Perspectivas: O impacto de uma visão desafiadora

As discussões apresentadas no “Linha de Tiro” revelam uma perspectiva que desafia o consenso ambientalista predominante. Ao questionar a base científica do aquecimento global, a eficácia das COPs e a real intenção por trás do financiamento de ONGs, Belisário Arce e os demais participantes buscam desmistificar o que consideram uma narrativa imposta, que impede o desenvolvimento autônomo da Amazônia.

Essa visão, embora controversa, ressoa com setores da sociedade que se sentem marginalizados nas discussões sobre a região. Ela levanta questões importantes sobre a soberania nacional sobre a Amazônia, a distribuição de recursos e o papel das comunidades locais na definição de seu próprio destino.

O debate sublinha a necessidade de uma análise mais profunda sobre quem realmente se beneficia das políticas ambientais atuais e como a prosperidade econômica pode ser integrada à conservação.

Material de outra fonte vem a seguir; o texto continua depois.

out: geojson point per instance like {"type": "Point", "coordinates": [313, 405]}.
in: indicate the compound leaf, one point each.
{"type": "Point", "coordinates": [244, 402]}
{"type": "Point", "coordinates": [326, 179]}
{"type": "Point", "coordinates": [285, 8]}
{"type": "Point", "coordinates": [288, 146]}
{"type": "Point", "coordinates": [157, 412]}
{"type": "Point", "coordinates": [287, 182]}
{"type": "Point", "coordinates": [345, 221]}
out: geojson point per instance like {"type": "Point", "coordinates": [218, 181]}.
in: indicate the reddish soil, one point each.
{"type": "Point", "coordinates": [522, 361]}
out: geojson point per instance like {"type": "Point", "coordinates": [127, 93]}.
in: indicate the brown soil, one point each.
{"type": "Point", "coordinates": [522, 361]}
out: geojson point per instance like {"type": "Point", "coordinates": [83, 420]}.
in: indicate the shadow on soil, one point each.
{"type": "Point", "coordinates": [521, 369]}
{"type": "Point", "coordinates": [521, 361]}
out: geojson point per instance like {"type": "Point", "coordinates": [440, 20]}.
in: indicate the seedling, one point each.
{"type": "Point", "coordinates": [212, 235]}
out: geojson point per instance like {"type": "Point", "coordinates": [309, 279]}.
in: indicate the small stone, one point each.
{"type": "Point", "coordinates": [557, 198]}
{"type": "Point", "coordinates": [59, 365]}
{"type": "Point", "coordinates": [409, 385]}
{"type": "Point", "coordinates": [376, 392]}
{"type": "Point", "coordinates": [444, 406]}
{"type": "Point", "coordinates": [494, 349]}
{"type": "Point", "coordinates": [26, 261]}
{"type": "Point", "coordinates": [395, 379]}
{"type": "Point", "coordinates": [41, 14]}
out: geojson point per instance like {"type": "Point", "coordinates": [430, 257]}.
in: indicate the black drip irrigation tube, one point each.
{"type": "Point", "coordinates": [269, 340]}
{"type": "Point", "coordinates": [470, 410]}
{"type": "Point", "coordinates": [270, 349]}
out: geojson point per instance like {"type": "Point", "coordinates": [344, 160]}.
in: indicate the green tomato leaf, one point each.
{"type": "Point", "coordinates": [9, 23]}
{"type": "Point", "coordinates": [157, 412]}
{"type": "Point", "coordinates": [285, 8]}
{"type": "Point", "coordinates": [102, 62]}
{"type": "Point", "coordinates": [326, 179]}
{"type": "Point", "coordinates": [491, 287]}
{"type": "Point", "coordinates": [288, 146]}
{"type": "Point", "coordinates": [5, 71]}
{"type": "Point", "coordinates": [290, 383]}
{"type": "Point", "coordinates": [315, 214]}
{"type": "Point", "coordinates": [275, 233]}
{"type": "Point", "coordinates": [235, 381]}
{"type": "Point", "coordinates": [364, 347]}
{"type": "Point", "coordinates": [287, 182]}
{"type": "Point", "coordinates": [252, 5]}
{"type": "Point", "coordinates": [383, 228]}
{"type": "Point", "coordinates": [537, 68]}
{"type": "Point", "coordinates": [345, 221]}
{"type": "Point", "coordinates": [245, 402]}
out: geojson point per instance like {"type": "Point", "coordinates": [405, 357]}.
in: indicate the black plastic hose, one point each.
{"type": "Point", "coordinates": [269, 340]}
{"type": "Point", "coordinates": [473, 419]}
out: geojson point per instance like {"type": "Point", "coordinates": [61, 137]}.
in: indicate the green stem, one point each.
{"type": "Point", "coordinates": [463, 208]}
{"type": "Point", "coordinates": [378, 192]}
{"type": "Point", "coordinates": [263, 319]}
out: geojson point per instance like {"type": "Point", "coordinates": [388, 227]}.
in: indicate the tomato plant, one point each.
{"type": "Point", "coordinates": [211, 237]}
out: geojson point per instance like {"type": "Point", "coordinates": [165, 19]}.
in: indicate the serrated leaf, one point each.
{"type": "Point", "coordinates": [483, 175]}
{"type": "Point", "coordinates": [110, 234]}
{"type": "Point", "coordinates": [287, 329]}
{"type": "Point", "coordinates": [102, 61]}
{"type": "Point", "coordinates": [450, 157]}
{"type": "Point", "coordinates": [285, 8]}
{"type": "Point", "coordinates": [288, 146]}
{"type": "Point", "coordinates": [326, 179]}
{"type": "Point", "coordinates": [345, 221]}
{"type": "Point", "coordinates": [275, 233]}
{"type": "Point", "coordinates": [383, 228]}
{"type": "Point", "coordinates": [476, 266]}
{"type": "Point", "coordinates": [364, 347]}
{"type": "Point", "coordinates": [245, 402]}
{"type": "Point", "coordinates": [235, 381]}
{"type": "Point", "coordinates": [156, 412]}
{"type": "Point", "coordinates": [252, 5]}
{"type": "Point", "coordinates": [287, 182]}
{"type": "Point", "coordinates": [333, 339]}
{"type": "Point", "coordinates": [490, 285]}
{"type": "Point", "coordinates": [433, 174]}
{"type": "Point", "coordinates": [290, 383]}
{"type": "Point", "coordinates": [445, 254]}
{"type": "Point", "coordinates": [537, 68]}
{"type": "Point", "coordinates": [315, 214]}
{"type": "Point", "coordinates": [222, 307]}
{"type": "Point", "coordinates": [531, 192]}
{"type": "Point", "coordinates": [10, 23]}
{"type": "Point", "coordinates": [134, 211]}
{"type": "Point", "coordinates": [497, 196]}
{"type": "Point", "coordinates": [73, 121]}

A tensão inerente entre prosperidade e proteção

O programa “Linha de Tiro” com Belisário Arce expôs a profunda tensão entre as agendas de desenvolvimento e conservação na Amazônia. A tese central defendida é que a região está aprisionada por uma “ideologia ambientalista” e por interesses externos que, sob o pretexto da proteção, impedem o progresso e perpetuam a pobreza. A solução, segundo Arce, reside na “liberdade para empreender e segurança” jurídica, permitindo que a prosperidade seja o motor da salvação da Amazônia.

“O crucial é liberdade, quem vive na Amazônia precisa de liberdade para empreender e segurança… sem liberdade e sem segurança jurídica não tem para onde ir.”

A reportagem do “Linha de Tiro” serve como um alerta para a complexidade da realidade amazônica, que vai muito além das manchetes simplistas. Ela convida à reflexão sobre a necessidade de um debate mais racional e menos ideológico, que coloque as necessidades e aspirações dos povos da Amazônia no centro das decisões, buscando um equilíbrio que permita tanto a proteção ambiental quanto o desenvolvimento humano e econômico da região. A “festa” da COP30, para os participantes, pode ser apenas mais um palco onde as vozes locais serão silenciadas em favor de uma narrativa global que, para eles, não reflete a verdadeira Amazônia.

* Reportagem: Val-André Mutran é repórter especial para o Portal Ver-o-Fato e está sediado em Brasília.